Wednesday, March 7, 2018

Don't use zonal statistics as a table in ArcGIS

Short version: Don't ever use zonal statistics as a table in arcgis. It manages to do simple calculations such as calculating an average wrong.

Example of using zonal statistics between grid cells (from the ArcGIS manual)

Long version: I was hired by a customer to determine why they got unexpected results for their analyses. These analyses led to an official map with legal consequences. After investigating their whole procedure a number of issues were found. But the major source of errors was one which I found very unlikely: it turns out that the algorithm used by ArcGIS spatial analyst to determine the average grid value in a shape is wrong. Not just a little wrong. Very wrong. And no, I am not talking about the no data handling which was very wrong as well, I'm talking about how the algorithm compares vectors and rasters Interestingly, this seems to be known, as the arcgis manual states
It is recommended to only use rasters as the zone input, as it offers you greater control over the vector-to-raster conversion. This will help ensure you consistently get the expected results.
So how does arcgis compare vectors and rasters? In fact one could invent a number of algorithms:

  • Use the centers of the pixels and compare those to the vectors (most frequently used and fastest).
  • Use the actual area of the pixels 
  • Use those pixels of which the majority of the area is covered by the vector. 

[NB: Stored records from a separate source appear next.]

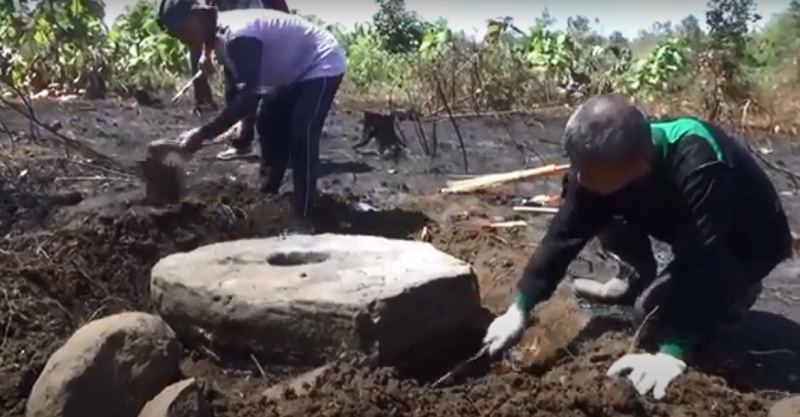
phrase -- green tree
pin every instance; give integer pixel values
(729, 23)
(401, 29)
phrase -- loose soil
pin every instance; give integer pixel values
(79, 245)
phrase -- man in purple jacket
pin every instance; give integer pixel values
(287, 68)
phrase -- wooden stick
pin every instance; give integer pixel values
(492, 180)
(541, 210)
(513, 223)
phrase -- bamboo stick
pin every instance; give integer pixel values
(492, 180)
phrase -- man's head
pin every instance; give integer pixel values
(187, 20)
(608, 142)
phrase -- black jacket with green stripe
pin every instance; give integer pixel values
(684, 201)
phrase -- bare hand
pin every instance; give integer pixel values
(206, 63)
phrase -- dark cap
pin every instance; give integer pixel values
(606, 128)
(172, 12)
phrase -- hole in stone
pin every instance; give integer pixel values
(297, 258)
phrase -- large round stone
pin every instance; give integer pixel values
(311, 298)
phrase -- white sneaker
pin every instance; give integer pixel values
(234, 153)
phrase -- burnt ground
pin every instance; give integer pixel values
(79, 245)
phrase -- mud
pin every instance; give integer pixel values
(79, 245)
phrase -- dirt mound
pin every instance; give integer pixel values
(96, 261)
(576, 386)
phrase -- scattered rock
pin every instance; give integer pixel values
(559, 321)
(790, 407)
(181, 399)
(298, 386)
(109, 368)
(313, 298)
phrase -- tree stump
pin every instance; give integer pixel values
(381, 127)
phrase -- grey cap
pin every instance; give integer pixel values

None of these algorithm matches with the results we saw from arcgis, even though the documentation seems to suggest the first method is used. So what is happening? It seems that arcgis first converts your vector file to a raster, not necessarily in the same grid system as the grid you compare to. Then it interpolates your own grid (using an undocumented method) and then takes the average of those interpolated values if their cells match with the raster you supplied. This means pixels outside your shape can have an influence on the result. This mainly seems to occur when large areas are mapped (eg Belgium at 5m).

The average of this triangle is calculated by ArcGIS as 5.47

I don't understand how the market leader in GIS can do such a basic operation so wrong, and the whole search also convinced me how important it is to open the source (or at least the algorithm used) to get reproducible results. Anyway, if you are still stuck with arcgis, know that you can install SAGA GIS as a toolbox. It contains sensible algorithms to do a vector/raster intersection and they are also approximately 10 times faster than the ArcGIS versions. Or you can have a look at how Grass and QGIS implement this.  All of this of course only if you consistently want to get the expected results...

And if your government also uses ArcGIS for determining taxes or other policies, perhaps they too should consider switching to a product which consistently gives the expected results.

Update March 18 2018: make sure you check out the comments from Steve Kopp (spatial analyst development team) below and the discussion - it is interesting.